5 things to know about Trump's $4.4 trillion budget
President Donald Trump has sent Congress a proposal to spend $4.4 trillion in the 2019 budget year, which begins in October. Five things to know about his budget proposal:
BUDGET DEAL IMPACT
Many presidential budgets are labeled "dead on arrival" because Congress will end up rejecting the spending and tax proposals put forward by the administration. But this budget was in the unusual position of being more irrelevant than usual because Congress just last week passed a measure to boost the spending limits for defense and domestic programs that the administration had followed in writing this budget.
The administration's new budget showed a dramatic increase in deficits over the 10-year budget window, mainly a reflection of the impact of the $1.5 trillion tax cut approved in December. While Trump's first budget, issued last May, projected that it could wipe out the annual red ink by 2027, the new 10-year budget shows unending deficits. And this total of red ink does not take into account the higher spending that will occur under last week's budget deal.

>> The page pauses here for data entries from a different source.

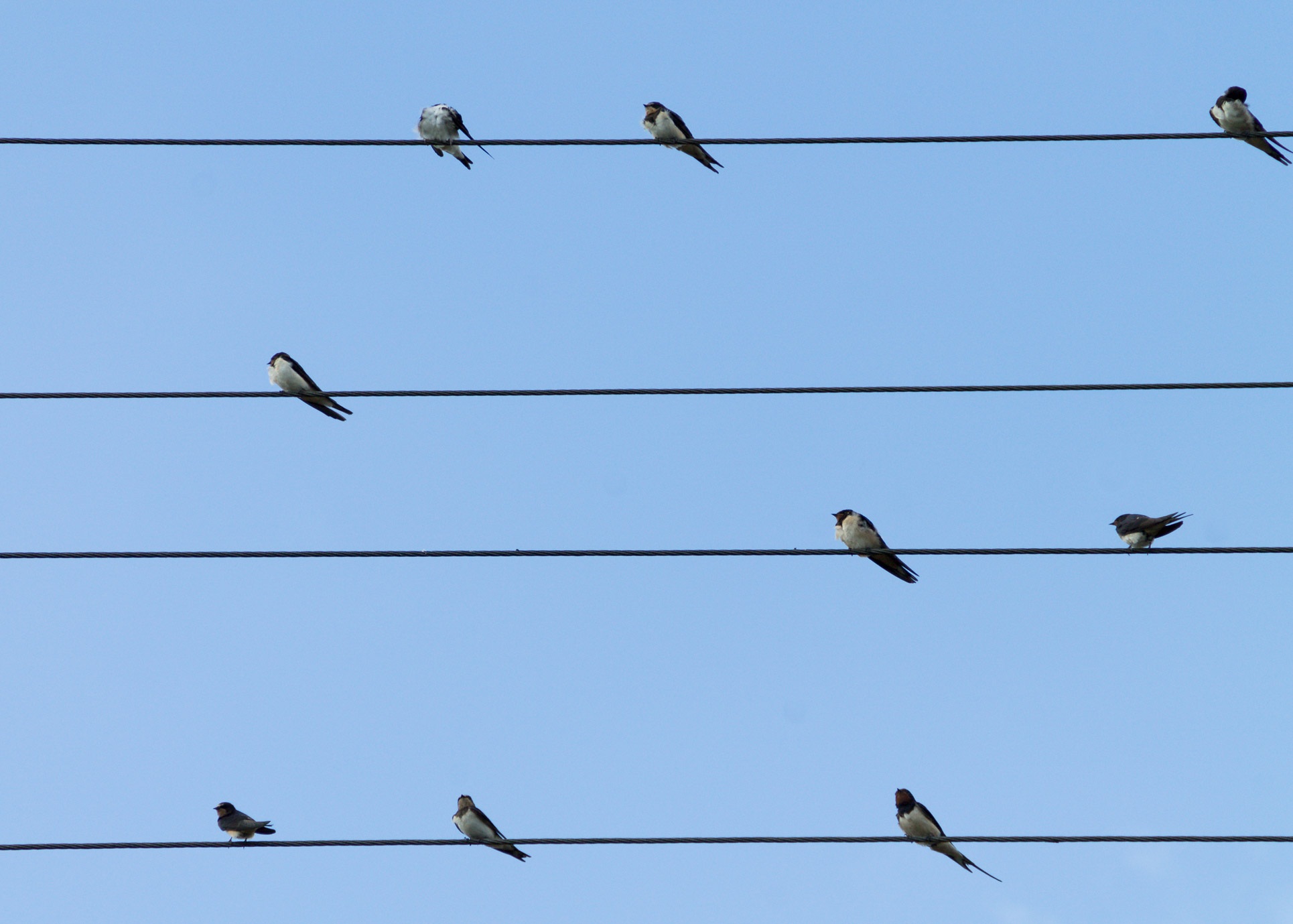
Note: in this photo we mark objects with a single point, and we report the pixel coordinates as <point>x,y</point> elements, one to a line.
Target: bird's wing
<point>682,126</point>
<point>1258,127</point>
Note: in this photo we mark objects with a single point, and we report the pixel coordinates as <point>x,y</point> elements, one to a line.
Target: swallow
<point>1233,115</point>
<point>1140,531</point>
<point>289,375</point>
<point>665,125</point>
<point>478,826</point>
<point>441,123</point>
<point>917,821</point>
<point>859,533</point>
<point>239,823</point>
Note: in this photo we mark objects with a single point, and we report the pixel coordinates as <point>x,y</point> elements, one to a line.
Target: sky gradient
<point>357,700</point>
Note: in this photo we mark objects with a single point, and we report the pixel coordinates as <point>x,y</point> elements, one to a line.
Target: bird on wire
<point>1231,114</point>
<point>859,534</point>
<point>665,125</point>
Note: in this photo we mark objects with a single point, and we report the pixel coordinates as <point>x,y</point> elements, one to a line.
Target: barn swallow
<point>917,821</point>
<point>441,123</point>
<point>289,375</point>
<point>1233,115</point>
<point>666,125</point>
<point>859,534</point>
<point>1140,531</point>
<point>240,825</point>
<point>475,823</point>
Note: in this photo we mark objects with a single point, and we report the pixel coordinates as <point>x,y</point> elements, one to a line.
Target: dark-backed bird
<point>859,534</point>
<point>918,821</point>
<point>1140,531</point>
<point>478,826</point>
<point>289,375</point>
<point>665,125</point>
<point>239,823</point>
<point>1231,114</point>
<point>440,125</point>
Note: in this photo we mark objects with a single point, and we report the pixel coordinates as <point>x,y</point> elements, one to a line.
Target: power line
<point>640,553</point>
<point>588,392</point>
<point>588,842</point>
<point>618,143</point>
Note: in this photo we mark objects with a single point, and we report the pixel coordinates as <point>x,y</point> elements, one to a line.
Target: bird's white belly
<point>285,377</point>
<point>474,829</point>
<point>665,129</point>
<point>916,825</point>
<point>1235,119</point>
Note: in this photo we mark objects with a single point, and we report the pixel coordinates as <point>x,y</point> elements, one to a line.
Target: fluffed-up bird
<point>289,375</point>
<point>665,125</point>
<point>918,821</point>
<point>441,123</point>
<point>1231,114</point>
<point>859,534</point>
<point>478,826</point>
<point>239,823</point>
<point>1140,531</point>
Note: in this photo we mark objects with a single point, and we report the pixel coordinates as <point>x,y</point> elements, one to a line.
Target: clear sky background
<point>357,700</point>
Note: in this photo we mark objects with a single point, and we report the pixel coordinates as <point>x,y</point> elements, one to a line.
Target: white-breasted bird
<point>1140,531</point>
<point>478,826</point>
<point>918,821</point>
<point>441,123</point>
<point>239,823</point>
<point>665,125</point>
<point>289,375</point>
<point>1233,115</point>
<point>859,534</point>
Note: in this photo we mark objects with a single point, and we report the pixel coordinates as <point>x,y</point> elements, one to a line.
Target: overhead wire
<point>646,553</point>
<point>612,392</point>
<point>618,143</point>
<point>588,842</point>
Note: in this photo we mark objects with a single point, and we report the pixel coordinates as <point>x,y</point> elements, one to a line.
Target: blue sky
<point>643,698</point>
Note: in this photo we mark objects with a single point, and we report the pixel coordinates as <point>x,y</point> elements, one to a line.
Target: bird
<point>1233,115</point>
<point>478,826</point>
<point>665,125</point>
<point>239,823</point>
<point>441,123</point>
<point>1140,531</point>
<point>917,821</point>
<point>859,534</point>
<point>289,375</point>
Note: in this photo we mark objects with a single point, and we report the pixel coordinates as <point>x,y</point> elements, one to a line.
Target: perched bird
<point>478,826</point>
<point>289,375</point>
<point>666,125</point>
<point>916,821</point>
<point>240,825</point>
<point>859,534</point>
<point>1140,531</point>
<point>1233,114</point>
<point>441,123</point>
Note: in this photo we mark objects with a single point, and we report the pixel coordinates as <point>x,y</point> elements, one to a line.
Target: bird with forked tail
<point>918,822</point>
<point>478,826</point>
<point>665,125</point>
<point>859,534</point>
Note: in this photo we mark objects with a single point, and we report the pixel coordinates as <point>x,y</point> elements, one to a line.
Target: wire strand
<point>643,553</point>
<point>588,842</point>
<point>618,143</point>
<point>594,392</point>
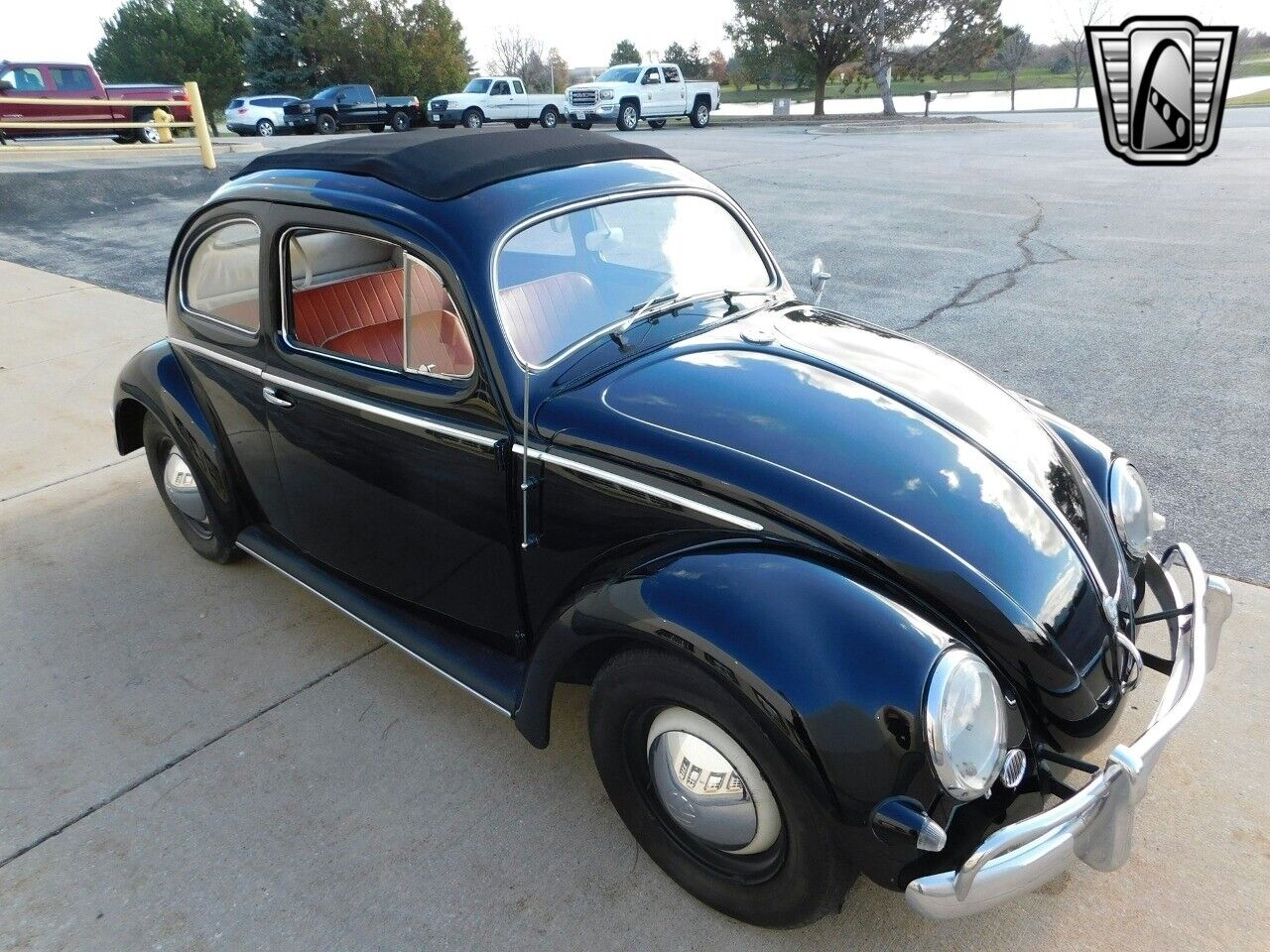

The budget calls for about $500 billion in cuts from projected Medicare spending over the next decade, primarily by trimming payments to hospitals and rehabilitation centers. These cuts were not in the budget Trump proposed last year, and Democrats immediately accused the president of breaking a campaign promise he made in 2016 not to touch Medicare or Social Security.
The president wants to use $200 billion in federal money over the next decade to support $1.5 trillion in new spending to rebuild the nation's crumbling infrastructure. The administration released a 55-page "legislative outline" for lawmakers who will write the bills needed to implement the proposal. With the plan heavily dependent on state and local dollars, Democrats warned it would raise tolls on commuters, sell off government-owned infrastructure to Wall Street and eliminate critical environmental protections.
The budget proposes pulling NASA out of the International Space Station by 2025 with private businesses running the space station instead. The government would set aside $150 million to encourage commercial development. The plan immediately drew opposition. Sen. Bill Nelson, a Florida Democrat who has flown in space, said "turning off the lights and walking away from our sole outpost in space" makes no sense.